Going to call it Panorama right?
Or pan-o-rama

[–] Triumph@fedia.io 8 points 1 month ago

You're hired.

[–] HubertManne@piefed.social 6 points 1 month ago

Even if the dollars are singles they would take up much less room and even better if it can be a higher denomination or just money in the bank. I have absolutely no where to store a million cast iron pans so they would cost money before they made any. I feel this is a too easy on honestly. I mean without some additional things like free storage and a business and such the pans make no sense.

[–] thagoat@lemmy.dbzer0.com 3 points 1 month ago (2 children)

If I can sell the cast iron, I'd do that. That's like 50 millions bucks.

[–] testfactor@lemmy.world 8 points 1 month ago (1 children)

Yeah, but it'll take forever to see that money.

Even if you could sell/ship 100 pans a day (which feels high to me), it'd take you over 27 years to get rid of them all.

[–] Mpatch@lemmy.world 3 points 1 month ago

Ur joking? Like 5 phone calls to random retailers. Sell at 3$ per piece. See how fast an 18-wheeler shows up to your front door.

[–] SnokenKeekaGuard@lemmy.dbzer0.com 5 points 1 month ago (1 children)

Pretty tough selling a million of those. Gonna have to start an entire business

[–] The_Che_Banana@beehaw.org 2 points 1 month ago (1 children)

You have the inventory to back a loan, so you'll have liquidity to start the distribution and sell wholesale not retail, and undercut the competition. Once you set up your network the rest is just managing inventory.

[–] HubertManne@piefed.social 3 points 1 month ago (1 children)

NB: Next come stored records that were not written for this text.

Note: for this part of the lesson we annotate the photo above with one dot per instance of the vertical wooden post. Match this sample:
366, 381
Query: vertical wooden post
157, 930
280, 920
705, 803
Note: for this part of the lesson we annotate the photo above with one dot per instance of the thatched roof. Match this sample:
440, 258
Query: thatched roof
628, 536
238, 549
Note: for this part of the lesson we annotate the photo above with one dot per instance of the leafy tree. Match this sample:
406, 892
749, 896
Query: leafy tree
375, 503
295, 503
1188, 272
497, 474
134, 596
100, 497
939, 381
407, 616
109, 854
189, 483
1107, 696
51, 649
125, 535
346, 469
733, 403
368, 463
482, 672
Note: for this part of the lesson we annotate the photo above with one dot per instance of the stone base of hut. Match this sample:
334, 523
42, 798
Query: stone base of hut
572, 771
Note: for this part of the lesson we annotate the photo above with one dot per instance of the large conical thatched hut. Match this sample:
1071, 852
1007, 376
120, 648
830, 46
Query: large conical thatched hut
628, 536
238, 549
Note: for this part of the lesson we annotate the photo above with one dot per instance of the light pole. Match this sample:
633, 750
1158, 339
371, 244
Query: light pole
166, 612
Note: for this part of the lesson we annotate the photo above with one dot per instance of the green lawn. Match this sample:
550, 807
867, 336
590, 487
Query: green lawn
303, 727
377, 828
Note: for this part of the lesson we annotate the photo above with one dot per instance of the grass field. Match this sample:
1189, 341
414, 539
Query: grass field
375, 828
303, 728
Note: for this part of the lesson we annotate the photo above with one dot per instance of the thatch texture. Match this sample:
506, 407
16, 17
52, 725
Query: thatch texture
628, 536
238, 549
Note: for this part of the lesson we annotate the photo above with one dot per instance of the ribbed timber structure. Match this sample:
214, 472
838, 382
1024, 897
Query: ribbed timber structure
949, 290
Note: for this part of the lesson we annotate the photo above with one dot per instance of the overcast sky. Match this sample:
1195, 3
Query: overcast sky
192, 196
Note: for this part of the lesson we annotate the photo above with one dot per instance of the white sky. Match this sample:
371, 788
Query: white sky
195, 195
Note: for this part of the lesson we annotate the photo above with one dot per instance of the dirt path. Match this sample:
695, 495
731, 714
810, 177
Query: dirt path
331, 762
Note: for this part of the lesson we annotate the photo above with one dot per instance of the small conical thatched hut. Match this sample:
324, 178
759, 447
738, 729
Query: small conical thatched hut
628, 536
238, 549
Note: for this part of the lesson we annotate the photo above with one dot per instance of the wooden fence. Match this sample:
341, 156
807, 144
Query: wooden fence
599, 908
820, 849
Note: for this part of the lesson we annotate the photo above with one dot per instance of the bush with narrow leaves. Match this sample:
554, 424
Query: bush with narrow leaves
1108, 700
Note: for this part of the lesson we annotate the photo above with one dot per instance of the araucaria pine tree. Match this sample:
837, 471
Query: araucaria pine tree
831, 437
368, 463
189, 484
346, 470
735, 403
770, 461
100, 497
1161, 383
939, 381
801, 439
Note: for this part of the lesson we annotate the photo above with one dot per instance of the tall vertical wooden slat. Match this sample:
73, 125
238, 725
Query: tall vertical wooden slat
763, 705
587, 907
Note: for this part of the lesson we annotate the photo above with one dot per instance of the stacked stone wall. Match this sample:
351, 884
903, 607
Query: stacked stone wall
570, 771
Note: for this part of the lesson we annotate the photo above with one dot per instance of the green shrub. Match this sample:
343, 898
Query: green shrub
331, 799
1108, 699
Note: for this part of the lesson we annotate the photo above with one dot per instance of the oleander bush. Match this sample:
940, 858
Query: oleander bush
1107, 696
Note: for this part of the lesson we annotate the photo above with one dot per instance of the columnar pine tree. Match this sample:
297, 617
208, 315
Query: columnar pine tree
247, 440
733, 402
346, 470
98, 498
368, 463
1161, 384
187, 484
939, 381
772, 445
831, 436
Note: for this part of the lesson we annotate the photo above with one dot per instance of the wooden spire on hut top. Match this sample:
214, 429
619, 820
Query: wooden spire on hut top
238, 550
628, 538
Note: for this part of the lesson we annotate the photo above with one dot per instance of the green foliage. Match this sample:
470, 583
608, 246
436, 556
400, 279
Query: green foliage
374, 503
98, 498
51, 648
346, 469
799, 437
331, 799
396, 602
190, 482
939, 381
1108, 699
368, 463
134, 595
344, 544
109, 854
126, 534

if they are stored well and not allowed to degrade or are refurbished when they do. Until the loan is gotten you will need to pay for that storage. Then there is packaging and shipping. Your going to lose a lot before you gain anything.

[–] The_Che_Banana@beehaw.org 2 points 1 month ago (1 children)

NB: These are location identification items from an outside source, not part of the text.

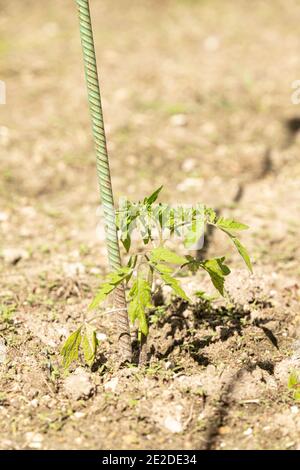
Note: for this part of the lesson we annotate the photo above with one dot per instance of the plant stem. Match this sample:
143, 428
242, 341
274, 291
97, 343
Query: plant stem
103, 172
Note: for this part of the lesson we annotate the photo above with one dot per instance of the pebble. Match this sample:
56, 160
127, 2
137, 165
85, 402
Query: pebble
73, 269
294, 409
14, 255
3, 351
248, 432
173, 425
178, 120
111, 385
34, 440
3, 216
78, 385
101, 336
211, 43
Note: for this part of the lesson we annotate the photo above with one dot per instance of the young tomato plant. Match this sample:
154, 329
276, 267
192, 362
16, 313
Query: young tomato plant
156, 223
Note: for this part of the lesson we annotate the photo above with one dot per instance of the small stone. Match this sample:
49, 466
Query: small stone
178, 120
95, 271
14, 255
73, 269
3, 217
101, 336
173, 425
34, 403
189, 183
248, 432
224, 430
111, 385
188, 164
34, 440
294, 409
169, 365
78, 385
211, 43
3, 351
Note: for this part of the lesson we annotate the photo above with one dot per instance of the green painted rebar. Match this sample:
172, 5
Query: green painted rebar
103, 171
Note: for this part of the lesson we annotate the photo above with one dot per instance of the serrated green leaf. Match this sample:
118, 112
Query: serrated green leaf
112, 281
243, 252
89, 344
210, 215
70, 348
149, 200
163, 268
126, 242
140, 301
229, 225
164, 254
173, 283
202, 295
296, 395
293, 380
217, 271
195, 231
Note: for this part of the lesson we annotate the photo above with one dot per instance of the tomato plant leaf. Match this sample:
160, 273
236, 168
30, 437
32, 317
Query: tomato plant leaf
217, 271
70, 349
89, 344
140, 301
171, 282
243, 252
151, 199
229, 225
112, 281
164, 254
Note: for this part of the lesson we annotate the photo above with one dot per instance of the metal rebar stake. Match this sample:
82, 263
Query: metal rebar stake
103, 171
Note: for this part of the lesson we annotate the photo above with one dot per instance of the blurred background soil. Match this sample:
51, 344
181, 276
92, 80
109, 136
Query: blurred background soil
197, 97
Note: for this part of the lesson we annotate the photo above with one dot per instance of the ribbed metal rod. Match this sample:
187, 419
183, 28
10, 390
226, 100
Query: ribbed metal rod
103, 170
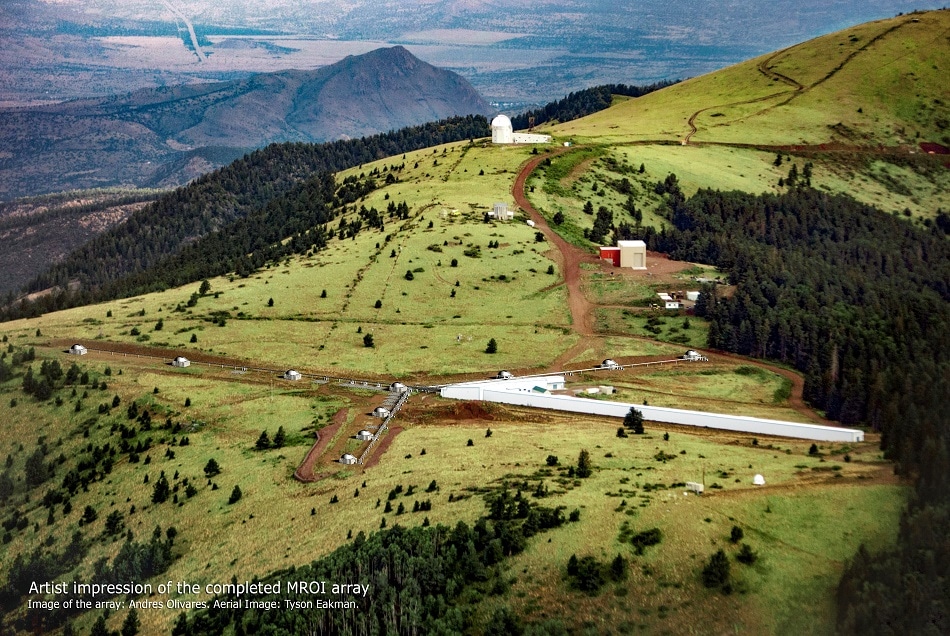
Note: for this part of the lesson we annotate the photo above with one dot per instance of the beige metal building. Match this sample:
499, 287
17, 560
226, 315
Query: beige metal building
633, 254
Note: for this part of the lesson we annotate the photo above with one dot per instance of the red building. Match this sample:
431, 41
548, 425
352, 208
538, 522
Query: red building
611, 254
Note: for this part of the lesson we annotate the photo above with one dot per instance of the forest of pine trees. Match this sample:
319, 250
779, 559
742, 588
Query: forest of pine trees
858, 301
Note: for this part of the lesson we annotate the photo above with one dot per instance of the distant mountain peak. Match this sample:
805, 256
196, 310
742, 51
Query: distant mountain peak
151, 137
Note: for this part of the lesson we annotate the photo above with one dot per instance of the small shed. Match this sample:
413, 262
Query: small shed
633, 254
501, 212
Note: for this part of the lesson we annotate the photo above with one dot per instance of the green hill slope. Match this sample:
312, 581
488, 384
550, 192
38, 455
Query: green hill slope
431, 285
878, 83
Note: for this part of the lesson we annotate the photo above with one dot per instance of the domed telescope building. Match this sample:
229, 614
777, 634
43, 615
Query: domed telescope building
503, 133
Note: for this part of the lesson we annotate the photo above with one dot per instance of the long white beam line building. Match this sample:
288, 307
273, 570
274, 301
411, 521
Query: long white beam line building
535, 392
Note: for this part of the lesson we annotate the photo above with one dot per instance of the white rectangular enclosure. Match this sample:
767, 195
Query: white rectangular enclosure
519, 393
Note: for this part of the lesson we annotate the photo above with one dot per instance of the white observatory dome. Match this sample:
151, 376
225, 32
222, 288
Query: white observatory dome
501, 130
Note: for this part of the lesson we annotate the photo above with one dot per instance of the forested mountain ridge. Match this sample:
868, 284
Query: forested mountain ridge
166, 136
218, 199
859, 302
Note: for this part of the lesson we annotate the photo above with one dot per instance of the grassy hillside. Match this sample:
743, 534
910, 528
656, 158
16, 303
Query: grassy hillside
431, 289
856, 104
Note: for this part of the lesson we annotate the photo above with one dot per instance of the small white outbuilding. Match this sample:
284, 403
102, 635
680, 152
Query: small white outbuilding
502, 132
633, 254
501, 212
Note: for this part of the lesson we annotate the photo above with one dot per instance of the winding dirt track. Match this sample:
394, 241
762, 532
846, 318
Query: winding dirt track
797, 87
570, 256
582, 310
304, 472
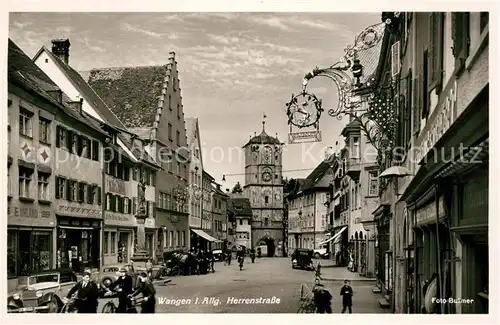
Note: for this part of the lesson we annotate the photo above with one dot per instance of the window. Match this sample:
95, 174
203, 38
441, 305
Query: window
105, 242
108, 201
95, 150
25, 181
43, 186
113, 244
373, 183
356, 152
44, 128
25, 122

Hence the business loan backed by inventory (a million units of anything is a lot of collateral.
Also, losses, if any, can be written off and a (tax) loss or insurance claim. You'll also mitigate your tax exposure with the product rather than a million dollarydoos...which I would expect to be on the high end% since you won't be able to pay for a good CPA or lawyer to Bezo your money.

[–] HubertManne@piefed.social 1 points 1 month ago (1 children)

I mean a large amount of goods from no where and cash from no where is going to be equally problematic tax wise. But cash is more liquid and can be easily dealt with as long as you don't straight out deposit it.

[–] The_Che_Banana@beehaw.org 1 points 1 month ago

Potato/potatoe

[–] quediuspayu@lemmy.dbzer0.com 3 points 1 month ago

Give the money, my house is cluttered enough.